A court in Egypt has recently handed one-year suspended jail sentences to 19 Muslims who attacked an unregistered Coptic church in Giza in December. A fine amounting to around $20,000 was also given to a Christian for establishing the said church.

(REUTERS / Amr Abdallah Dalsh)People gather at the site of attack on a church in the Helwan district south of Cairo, Egypt December 29, 2017.

On Wednesday, Jan. 31, the Atfih misdemeanor court gave the 19 Muslim defendants suspended sentences for the church attack, which means they only have to serve jail time if they run into trouble with the law once again. The were sentenced for destroying the things found inside a Coptic Christian church outside of Cairo and assaulting its worshippers  during a protest held outside, The Associated Press detailed.

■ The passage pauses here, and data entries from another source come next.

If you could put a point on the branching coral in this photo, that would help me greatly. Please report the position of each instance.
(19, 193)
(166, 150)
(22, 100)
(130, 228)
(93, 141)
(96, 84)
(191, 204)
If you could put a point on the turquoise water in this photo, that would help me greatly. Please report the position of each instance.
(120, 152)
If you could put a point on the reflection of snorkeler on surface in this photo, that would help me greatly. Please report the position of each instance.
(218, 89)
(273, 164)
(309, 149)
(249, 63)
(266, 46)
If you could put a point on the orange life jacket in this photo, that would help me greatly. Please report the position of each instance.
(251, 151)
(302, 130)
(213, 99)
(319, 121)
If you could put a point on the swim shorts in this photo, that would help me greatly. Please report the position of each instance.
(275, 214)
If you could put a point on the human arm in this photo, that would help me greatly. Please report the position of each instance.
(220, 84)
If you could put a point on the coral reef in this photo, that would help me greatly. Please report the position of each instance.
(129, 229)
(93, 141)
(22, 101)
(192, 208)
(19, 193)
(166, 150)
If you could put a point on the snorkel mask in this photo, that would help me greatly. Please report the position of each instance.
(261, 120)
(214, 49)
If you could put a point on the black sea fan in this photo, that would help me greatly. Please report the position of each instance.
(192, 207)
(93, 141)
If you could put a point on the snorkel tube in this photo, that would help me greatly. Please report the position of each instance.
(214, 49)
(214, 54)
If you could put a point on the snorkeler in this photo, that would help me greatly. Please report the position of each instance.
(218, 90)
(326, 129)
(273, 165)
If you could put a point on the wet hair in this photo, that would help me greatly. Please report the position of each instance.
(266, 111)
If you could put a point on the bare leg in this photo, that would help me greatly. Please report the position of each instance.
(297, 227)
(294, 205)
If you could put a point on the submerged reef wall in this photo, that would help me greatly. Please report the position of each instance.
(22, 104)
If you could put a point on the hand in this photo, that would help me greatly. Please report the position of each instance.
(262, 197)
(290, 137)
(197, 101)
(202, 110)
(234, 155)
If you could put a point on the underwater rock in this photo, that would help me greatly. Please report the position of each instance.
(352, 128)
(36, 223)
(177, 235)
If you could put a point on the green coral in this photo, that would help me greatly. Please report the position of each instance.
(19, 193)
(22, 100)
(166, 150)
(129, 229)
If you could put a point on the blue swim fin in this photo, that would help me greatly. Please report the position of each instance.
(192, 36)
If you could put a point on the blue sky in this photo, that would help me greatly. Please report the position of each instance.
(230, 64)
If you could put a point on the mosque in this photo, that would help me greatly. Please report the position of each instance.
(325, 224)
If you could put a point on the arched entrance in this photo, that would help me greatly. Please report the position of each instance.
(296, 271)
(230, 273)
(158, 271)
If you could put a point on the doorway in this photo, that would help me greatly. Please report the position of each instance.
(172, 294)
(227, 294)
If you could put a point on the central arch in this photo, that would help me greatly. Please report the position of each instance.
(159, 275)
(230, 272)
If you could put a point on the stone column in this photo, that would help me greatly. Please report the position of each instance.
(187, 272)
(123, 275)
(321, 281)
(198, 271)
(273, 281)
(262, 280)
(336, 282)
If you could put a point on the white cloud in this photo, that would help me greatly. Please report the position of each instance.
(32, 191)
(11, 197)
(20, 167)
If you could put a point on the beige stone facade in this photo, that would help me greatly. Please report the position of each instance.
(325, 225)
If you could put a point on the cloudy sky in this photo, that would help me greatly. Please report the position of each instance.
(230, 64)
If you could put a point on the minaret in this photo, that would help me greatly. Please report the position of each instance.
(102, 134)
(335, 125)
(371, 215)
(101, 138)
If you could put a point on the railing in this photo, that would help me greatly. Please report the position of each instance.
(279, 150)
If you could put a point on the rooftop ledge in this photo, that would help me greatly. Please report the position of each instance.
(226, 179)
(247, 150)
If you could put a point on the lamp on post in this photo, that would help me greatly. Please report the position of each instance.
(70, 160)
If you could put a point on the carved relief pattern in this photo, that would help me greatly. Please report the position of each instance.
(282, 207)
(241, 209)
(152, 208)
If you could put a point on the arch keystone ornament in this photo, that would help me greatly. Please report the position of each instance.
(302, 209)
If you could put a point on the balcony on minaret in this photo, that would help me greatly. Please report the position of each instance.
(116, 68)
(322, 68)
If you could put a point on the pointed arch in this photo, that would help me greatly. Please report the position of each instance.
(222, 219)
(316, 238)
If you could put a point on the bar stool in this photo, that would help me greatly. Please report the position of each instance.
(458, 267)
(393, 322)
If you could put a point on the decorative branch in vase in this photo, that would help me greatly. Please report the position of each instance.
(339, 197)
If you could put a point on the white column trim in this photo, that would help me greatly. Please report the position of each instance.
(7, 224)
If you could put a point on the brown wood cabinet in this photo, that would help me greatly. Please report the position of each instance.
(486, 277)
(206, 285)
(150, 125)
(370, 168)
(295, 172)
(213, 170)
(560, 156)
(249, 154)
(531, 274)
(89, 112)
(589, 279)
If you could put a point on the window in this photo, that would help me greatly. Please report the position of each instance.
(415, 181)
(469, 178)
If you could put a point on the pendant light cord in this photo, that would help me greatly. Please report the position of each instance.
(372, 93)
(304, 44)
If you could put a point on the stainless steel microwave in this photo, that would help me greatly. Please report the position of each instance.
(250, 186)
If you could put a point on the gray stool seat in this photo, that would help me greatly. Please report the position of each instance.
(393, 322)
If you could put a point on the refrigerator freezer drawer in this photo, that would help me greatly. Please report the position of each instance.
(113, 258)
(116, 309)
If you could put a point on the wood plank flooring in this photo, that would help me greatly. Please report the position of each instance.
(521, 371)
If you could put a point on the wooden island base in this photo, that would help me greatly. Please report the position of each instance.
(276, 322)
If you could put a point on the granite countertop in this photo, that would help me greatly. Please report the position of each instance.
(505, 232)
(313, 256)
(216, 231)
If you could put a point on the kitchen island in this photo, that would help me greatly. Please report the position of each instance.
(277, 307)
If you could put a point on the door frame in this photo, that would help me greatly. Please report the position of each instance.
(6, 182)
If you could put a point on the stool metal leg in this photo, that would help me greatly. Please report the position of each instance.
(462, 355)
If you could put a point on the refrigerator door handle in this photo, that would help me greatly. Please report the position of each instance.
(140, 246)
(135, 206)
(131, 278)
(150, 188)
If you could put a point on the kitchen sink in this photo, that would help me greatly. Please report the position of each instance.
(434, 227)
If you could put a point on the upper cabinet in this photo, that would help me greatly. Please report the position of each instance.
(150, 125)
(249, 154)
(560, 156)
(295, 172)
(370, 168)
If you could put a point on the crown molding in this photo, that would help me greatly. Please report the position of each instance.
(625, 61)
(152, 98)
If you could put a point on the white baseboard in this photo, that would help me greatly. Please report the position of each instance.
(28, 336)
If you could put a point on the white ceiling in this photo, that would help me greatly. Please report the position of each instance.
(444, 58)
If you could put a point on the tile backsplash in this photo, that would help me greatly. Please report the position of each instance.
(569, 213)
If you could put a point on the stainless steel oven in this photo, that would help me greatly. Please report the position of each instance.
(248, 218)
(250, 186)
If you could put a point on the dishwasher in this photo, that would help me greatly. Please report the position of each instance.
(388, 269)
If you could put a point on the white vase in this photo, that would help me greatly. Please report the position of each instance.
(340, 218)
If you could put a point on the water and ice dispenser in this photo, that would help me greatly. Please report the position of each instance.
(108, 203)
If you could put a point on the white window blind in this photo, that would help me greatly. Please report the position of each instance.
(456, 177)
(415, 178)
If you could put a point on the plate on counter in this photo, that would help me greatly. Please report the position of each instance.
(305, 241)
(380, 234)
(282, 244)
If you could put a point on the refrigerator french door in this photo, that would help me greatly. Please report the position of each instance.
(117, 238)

According to the Coptic diocese, it had applied for a legal permit for the church building but local authorities often withhold such requests for fear of reprisal from Muslim conservatives. Because of these situations, Christians sometimes resort to illegal construction of churches or gathering congregations in other buildings. Muslims, on the other hand, encounter few restrictions when seeking a permit to put up a mosque.

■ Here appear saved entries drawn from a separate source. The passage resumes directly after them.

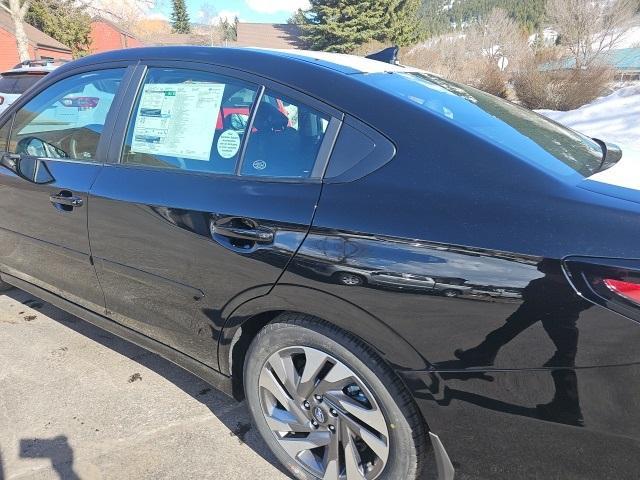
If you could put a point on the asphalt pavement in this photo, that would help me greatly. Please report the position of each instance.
(78, 403)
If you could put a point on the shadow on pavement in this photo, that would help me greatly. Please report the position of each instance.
(57, 449)
(220, 405)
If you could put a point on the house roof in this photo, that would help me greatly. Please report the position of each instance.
(36, 37)
(627, 59)
(268, 35)
(171, 39)
(621, 59)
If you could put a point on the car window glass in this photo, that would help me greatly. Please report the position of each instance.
(7, 84)
(535, 138)
(4, 135)
(67, 119)
(285, 138)
(189, 120)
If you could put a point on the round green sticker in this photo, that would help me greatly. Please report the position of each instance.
(228, 143)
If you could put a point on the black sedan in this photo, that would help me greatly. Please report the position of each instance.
(206, 203)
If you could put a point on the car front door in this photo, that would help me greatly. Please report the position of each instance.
(211, 188)
(55, 140)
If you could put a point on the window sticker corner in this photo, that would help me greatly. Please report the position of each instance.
(177, 119)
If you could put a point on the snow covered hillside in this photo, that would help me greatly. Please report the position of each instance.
(614, 118)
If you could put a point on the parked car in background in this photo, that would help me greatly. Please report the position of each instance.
(20, 78)
(273, 220)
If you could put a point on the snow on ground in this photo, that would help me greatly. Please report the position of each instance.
(614, 118)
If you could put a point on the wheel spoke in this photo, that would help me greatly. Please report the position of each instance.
(315, 362)
(372, 417)
(377, 444)
(331, 457)
(336, 378)
(283, 421)
(269, 382)
(352, 458)
(284, 369)
(295, 445)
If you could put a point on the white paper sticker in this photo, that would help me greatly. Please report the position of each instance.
(177, 120)
(228, 143)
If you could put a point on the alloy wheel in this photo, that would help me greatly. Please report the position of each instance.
(323, 415)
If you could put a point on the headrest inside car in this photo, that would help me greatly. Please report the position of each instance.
(269, 118)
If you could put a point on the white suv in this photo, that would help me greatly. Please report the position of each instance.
(19, 79)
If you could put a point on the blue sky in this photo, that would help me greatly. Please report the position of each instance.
(272, 11)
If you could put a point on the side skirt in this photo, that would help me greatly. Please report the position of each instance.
(213, 377)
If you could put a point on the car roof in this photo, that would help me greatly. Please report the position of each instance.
(245, 58)
(28, 70)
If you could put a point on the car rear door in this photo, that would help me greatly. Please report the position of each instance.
(193, 214)
(43, 226)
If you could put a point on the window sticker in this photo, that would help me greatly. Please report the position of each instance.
(177, 120)
(228, 144)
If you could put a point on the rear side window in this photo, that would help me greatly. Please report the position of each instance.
(25, 82)
(189, 120)
(539, 140)
(285, 139)
(66, 119)
(4, 135)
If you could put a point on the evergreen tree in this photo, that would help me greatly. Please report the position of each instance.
(180, 17)
(440, 16)
(343, 25)
(65, 20)
(403, 24)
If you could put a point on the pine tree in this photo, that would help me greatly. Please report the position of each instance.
(65, 20)
(403, 23)
(343, 25)
(180, 17)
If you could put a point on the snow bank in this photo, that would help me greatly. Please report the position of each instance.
(614, 118)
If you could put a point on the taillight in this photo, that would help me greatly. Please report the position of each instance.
(613, 283)
(80, 102)
(627, 290)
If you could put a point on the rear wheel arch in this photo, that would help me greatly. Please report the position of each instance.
(244, 323)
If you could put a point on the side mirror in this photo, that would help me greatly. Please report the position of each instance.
(31, 169)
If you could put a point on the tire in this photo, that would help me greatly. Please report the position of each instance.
(395, 445)
(350, 279)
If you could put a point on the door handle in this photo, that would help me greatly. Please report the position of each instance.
(257, 234)
(66, 199)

Some extremist groups have used the situation of Christian churches as a reason to attack them. In a bid to stem sectarian violence, the Ministry of Housing has recently allowed unregistered churches to stay open while their official permits are being processed, Al Monitor reported.

In a statement, the ministry said the decision aims to make it easier for Christians to process legal permits for their churches. It also aims to uphold their constitutional rights.

At present, there are more than 250 churches across Egypt that have been closed, and a number of them were shuttered for security reasons. Church officials have already requested to allow the houses of worship to be reopened.

Former parliament member Assad Gamal, who is also a Christian, welcomed the decision, saying the government appears to be starting to pay attention to the situation of the believers. However, he told Al Monitor that the environment in Egypt must also change into a more tolerant one so that the sectarian violence in the nation would significantly decrease.